In the above stack trace, the AddressException (actually UnmappedAddressException) is suppose to be thrown by PageCache.getData(). This is suppose happen when a null result from readBytesFromProcess0() works its way up the call chain. This is how it has been working on all platforms...except windows. It's been throwing a DebuggerException from readBytesFromProcess0() if it failed. No one up the call chain knows how to handle it, so it ends up aborting whatever SA command was being executed.

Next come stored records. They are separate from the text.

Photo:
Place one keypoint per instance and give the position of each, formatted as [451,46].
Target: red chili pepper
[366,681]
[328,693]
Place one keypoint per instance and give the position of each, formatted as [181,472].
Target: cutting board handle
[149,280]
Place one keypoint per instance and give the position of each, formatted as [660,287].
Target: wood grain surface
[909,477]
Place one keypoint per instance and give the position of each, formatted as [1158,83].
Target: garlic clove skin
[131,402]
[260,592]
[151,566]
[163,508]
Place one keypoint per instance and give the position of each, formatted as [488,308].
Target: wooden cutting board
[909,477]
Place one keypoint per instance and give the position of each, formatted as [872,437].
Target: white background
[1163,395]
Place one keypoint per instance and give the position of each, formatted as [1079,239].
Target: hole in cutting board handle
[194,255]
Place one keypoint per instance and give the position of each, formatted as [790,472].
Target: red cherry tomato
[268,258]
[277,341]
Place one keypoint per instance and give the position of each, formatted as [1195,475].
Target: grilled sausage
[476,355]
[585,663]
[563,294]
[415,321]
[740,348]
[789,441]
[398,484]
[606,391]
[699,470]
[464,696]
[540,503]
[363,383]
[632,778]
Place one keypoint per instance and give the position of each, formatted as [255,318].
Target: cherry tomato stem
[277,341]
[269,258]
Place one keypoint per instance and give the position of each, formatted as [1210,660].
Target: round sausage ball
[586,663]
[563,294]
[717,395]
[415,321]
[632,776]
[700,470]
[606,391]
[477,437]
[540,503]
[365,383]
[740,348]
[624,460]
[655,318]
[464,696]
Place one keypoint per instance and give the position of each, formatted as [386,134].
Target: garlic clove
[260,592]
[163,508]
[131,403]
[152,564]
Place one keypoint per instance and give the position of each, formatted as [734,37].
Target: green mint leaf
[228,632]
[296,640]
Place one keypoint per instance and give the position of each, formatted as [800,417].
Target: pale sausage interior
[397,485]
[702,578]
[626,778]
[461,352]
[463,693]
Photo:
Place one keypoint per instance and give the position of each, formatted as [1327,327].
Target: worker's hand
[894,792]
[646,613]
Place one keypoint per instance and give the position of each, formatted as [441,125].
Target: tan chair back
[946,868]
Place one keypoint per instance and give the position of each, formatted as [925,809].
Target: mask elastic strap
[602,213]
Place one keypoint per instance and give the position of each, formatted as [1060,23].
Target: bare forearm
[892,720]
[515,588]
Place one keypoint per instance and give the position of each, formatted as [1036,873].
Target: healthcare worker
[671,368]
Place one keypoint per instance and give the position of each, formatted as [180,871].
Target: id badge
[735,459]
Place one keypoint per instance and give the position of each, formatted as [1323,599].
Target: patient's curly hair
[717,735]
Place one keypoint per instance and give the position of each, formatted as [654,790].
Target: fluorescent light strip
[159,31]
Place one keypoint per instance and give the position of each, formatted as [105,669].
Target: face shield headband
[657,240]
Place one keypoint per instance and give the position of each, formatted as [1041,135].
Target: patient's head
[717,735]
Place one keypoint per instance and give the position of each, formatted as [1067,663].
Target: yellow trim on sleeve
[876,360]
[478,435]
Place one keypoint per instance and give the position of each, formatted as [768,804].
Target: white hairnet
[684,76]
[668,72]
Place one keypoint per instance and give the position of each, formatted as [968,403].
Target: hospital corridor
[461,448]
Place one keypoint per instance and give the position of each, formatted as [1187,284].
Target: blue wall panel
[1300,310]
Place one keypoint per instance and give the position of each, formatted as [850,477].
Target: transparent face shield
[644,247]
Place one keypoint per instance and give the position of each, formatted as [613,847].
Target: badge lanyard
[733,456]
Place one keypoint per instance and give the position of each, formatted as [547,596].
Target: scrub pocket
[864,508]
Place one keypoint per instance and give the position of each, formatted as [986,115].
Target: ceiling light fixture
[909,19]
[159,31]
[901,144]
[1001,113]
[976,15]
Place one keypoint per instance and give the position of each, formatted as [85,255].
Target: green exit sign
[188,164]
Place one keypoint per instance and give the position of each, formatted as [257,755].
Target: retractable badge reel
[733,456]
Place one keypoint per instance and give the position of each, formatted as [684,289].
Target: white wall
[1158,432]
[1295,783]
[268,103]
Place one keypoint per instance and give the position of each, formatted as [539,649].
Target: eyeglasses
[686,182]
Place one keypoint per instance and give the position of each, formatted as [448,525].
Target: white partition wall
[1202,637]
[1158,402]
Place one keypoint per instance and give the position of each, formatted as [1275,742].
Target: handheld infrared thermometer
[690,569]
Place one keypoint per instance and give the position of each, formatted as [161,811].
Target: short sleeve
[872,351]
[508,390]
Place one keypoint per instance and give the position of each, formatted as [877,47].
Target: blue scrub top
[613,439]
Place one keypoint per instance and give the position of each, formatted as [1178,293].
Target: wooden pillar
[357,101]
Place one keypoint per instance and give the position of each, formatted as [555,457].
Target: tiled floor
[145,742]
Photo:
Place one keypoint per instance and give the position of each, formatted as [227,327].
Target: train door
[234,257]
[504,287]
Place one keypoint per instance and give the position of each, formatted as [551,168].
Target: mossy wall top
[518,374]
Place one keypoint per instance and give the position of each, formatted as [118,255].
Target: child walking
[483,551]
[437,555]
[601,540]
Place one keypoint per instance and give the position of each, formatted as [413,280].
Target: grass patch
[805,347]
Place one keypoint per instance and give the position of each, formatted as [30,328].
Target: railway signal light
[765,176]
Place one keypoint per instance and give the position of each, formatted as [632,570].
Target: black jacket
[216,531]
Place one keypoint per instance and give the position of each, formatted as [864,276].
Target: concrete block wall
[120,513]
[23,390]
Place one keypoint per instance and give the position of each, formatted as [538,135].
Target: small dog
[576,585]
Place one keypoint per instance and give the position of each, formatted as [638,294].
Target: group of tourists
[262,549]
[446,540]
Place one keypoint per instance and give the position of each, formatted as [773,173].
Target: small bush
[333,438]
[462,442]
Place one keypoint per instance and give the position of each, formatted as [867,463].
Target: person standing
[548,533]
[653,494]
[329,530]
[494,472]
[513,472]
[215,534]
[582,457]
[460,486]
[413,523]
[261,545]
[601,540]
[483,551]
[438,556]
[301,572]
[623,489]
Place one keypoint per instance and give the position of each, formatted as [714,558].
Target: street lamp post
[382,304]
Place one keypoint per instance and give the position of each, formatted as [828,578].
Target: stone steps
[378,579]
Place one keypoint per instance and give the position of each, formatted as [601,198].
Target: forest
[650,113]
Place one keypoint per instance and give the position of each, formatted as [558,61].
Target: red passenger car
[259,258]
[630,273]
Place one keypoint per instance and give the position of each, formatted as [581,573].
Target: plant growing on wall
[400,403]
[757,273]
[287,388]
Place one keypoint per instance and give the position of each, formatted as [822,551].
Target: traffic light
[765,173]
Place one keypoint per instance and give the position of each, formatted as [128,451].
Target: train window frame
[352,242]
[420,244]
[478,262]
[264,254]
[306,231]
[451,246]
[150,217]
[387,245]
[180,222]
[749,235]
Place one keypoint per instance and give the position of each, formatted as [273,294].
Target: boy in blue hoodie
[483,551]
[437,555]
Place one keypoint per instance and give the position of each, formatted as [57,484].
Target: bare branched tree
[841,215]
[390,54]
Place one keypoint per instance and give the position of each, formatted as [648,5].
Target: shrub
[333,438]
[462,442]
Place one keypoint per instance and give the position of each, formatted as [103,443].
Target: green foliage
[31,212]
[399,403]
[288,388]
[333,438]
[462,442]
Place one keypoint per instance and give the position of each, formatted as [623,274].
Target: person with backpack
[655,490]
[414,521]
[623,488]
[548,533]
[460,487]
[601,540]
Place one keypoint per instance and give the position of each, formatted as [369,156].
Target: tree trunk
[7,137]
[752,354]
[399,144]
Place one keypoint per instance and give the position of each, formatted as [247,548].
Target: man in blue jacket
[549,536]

The right thing for readBytesFromProcess0() to do if it cannot read in the page is to return null like it does on all other platforms. It's expected that sometimes an attempt to read from an invalid address will be made, and null should be returned when this happens.

With this fix, some tests that got "ReadVirtual failed", like ClhsdbScanOops, now pass. Others fail for different reasons because they do not expect the AddressException any more than they expected the DebuggerException. 8242787 [1] is one such reason for these failures, and will be fixed next.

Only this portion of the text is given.